An unsupervised machine-learning-based shock sensor for high-order supersonic flow solvers
This work addresses shock detection for computational fluid dynamics simulations, offering an incremental improvement with adaptive and training-free capabilities for complex geometries.
The paper tackled shock detection in high-order supersonic flow solvers by developing an unsupervised machine-learning sensor based on Gaussian Mixture Models, which demonstrated remarkable accuracy and robustness with significantly less parameter tuning than state-of-the-art alternatives, enhancing hybrid formulations and performing effectively in supersonic test cases.

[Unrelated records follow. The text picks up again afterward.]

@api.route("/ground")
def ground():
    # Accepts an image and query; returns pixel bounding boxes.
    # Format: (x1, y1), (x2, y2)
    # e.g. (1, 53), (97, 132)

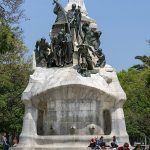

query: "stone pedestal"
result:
(11, 65), (129, 150)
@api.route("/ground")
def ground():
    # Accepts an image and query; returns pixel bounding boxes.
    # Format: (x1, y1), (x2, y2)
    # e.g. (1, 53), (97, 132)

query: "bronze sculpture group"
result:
(35, 0), (106, 76)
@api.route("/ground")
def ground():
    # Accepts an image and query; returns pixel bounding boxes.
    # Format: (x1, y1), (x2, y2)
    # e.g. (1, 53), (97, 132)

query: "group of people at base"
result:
(88, 136), (129, 150)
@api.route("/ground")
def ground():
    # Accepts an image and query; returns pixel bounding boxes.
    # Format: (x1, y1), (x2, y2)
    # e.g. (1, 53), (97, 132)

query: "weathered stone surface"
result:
(12, 65), (128, 150)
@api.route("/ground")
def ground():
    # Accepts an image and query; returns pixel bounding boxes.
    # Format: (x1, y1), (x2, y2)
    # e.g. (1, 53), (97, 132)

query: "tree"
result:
(0, 0), (31, 139)
(118, 69), (150, 144)
(0, 0), (25, 23)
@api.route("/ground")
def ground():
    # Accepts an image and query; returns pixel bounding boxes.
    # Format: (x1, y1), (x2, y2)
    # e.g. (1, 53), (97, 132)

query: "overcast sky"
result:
(21, 0), (150, 71)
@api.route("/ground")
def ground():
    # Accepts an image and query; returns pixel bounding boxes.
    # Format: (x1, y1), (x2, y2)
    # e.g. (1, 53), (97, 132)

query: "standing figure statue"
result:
(35, 38), (51, 66)
(77, 44), (95, 77)
(67, 4), (82, 43)
(52, 31), (66, 67)
(53, 0), (66, 23)
(82, 23), (106, 68)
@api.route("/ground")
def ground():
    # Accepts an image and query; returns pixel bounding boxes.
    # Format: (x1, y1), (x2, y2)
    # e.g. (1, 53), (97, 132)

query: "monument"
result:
(13, 0), (129, 150)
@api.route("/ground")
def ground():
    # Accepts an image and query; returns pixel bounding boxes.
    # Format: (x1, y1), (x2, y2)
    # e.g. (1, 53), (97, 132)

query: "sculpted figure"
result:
(82, 23), (106, 67)
(35, 38), (50, 66)
(77, 44), (94, 70)
(52, 31), (65, 67)
(67, 4), (82, 42)
(53, 0), (66, 23)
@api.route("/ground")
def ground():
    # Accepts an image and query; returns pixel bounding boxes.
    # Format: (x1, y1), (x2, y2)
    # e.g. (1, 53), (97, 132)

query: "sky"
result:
(21, 0), (150, 71)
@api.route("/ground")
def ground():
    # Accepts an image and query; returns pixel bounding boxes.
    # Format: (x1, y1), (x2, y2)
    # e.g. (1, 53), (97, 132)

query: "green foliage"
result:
(0, 64), (30, 133)
(0, 0), (31, 134)
(118, 69), (150, 141)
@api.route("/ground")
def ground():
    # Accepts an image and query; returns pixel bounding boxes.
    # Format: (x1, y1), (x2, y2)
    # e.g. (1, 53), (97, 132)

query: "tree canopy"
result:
(118, 51), (150, 144)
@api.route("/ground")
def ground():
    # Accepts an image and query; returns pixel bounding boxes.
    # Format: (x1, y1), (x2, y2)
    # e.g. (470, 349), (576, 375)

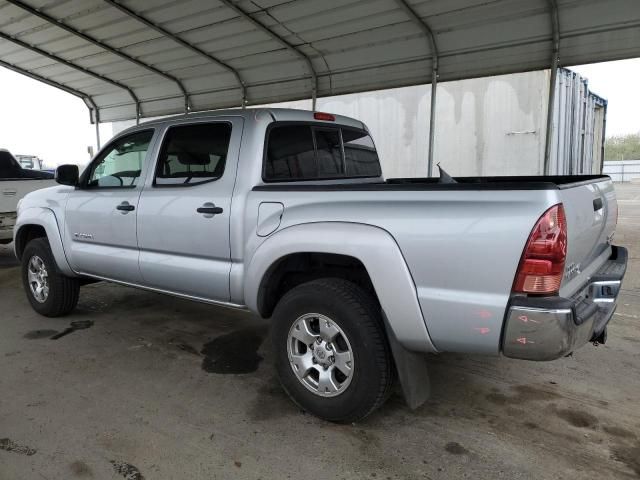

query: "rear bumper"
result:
(502, 246), (627, 360)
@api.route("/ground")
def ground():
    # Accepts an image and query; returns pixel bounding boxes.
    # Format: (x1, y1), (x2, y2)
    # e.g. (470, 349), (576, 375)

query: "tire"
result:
(272, 278), (395, 423)
(22, 238), (80, 317)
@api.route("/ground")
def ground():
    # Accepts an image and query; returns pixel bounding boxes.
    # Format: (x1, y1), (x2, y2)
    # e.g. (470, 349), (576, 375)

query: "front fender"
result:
(13, 207), (76, 277)
(244, 222), (436, 352)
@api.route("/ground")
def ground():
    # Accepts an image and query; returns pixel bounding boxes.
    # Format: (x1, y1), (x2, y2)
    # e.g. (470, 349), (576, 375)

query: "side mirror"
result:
(55, 165), (80, 187)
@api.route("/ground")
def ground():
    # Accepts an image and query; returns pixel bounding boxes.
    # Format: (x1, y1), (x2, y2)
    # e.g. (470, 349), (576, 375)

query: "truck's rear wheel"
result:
(273, 278), (394, 422)
(22, 238), (80, 317)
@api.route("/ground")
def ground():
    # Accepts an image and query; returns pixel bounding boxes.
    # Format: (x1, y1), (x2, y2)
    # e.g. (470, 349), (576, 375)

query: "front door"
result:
(64, 129), (154, 283)
(138, 117), (242, 301)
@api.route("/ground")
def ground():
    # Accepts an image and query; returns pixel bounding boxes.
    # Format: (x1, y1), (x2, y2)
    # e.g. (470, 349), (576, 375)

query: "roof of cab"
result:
(118, 108), (366, 136)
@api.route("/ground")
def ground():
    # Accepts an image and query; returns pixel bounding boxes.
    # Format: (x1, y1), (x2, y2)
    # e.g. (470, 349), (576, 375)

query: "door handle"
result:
(116, 202), (136, 212)
(593, 198), (603, 212)
(196, 203), (224, 216)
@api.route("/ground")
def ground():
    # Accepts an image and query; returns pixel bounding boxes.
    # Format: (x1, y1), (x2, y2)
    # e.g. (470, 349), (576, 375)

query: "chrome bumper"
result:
(502, 246), (627, 360)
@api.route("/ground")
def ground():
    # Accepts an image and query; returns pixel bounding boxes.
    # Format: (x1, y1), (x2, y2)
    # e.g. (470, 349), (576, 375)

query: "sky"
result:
(0, 59), (640, 167)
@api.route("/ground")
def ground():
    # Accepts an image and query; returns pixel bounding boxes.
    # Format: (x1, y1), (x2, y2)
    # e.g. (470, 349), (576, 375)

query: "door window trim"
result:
(151, 119), (234, 188)
(78, 128), (156, 190)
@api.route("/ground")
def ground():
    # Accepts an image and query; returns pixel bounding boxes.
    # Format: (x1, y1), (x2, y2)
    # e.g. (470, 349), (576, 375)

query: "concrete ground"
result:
(0, 185), (640, 480)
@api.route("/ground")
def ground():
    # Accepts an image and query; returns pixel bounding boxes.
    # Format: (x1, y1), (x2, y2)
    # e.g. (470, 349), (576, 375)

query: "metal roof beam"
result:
(5, 0), (190, 115)
(542, 0), (560, 175)
(0, 32), (140, 118)
(0, 60), (100, 149)
(396, 0), (440, 177)
(104, 0), (247, 107)
(0, 60), (90, 100)
(220, 0), (318, 111)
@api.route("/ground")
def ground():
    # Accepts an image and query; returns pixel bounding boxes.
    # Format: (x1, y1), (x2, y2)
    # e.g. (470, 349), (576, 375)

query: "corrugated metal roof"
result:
(0, 0), (640, 121)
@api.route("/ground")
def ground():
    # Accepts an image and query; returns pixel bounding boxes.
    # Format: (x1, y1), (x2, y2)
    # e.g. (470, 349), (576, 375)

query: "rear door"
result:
(64, 129), (154, 283)
(138, 117), (243, 301)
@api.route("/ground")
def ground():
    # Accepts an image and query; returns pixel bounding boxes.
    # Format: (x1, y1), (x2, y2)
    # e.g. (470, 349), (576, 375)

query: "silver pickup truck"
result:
(15, 109), (627, 422)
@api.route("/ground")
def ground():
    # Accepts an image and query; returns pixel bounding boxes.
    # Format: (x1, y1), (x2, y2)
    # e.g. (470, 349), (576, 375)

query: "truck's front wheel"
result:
(22, 238), (80, 317)
(273, 278), (394, 422)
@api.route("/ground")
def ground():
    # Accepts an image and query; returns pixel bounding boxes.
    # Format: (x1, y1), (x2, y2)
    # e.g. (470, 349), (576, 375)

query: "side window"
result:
(87, 130), (153, 188)
(263, 123), (381, 182)
(342, 128), (382, 177)
(154, 122), (231, 186)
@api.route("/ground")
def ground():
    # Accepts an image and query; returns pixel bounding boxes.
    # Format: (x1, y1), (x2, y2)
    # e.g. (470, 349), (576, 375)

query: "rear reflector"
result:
(313, 112), (336, 122)
(513, 203), (567, 295)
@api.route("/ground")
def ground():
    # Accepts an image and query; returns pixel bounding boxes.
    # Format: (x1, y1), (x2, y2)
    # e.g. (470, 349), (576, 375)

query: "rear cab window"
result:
(262, 122), (382, 182)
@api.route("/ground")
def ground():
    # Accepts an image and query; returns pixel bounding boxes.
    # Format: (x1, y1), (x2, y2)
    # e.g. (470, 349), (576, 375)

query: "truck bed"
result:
(254, 175), (610, 191)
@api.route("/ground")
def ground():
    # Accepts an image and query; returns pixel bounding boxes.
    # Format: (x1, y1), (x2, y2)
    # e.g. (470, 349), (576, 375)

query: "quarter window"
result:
(154, 123), (231, 186)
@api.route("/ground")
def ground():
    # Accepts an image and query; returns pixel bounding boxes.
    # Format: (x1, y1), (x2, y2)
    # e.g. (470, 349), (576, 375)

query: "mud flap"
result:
(382, 312), (431, 410)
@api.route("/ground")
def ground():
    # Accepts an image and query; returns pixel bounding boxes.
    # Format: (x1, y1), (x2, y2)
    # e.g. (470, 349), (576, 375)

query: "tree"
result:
(604, 132), (640, 160)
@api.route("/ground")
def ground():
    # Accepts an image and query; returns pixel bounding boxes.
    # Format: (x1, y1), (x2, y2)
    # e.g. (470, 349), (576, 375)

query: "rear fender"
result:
(244, 222), (436, 352)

We present a novel unsupervised machine-learning sock sensor based on Gaussian Mixture Models (GMMs). The proposed GMM sensor demonstrates remarkable accuracy in detecting shocks and is robust across diverse test cases with significantly less parameter tuning than other options. We compare the GMM-based sensor with state-of-the-art alternatives. All methods are integrated into a high-order compressible discontinuous Galerkin solver, where two stabilization approaches are coupled to the sensor to provide examples of possible applications. The Sedov blast and double Mach reflection cases demonstrate that our proposed sensor can enhance hybrid sub-cell flux-differencing formulations by providing accurate information of the nodes that require low-order blending. Besides, supersonic test cases including high Reynolds numbers showcase the sensor performance when used to introduce entropy-stable artificial viscosity to capture shocks, demonstrating the same effectiveness as fine-tuned state-of-the-art sensors. The adaptive nature and ability to function without extensive training datasets make this GMM-based sensor suitable for complex geometries and varied flow configurations. Our study reveals the potential of unsupervised machine-learning methods, exemplified by this GMM sensor, to improve the robustness and efficiency of advanced CFD codes.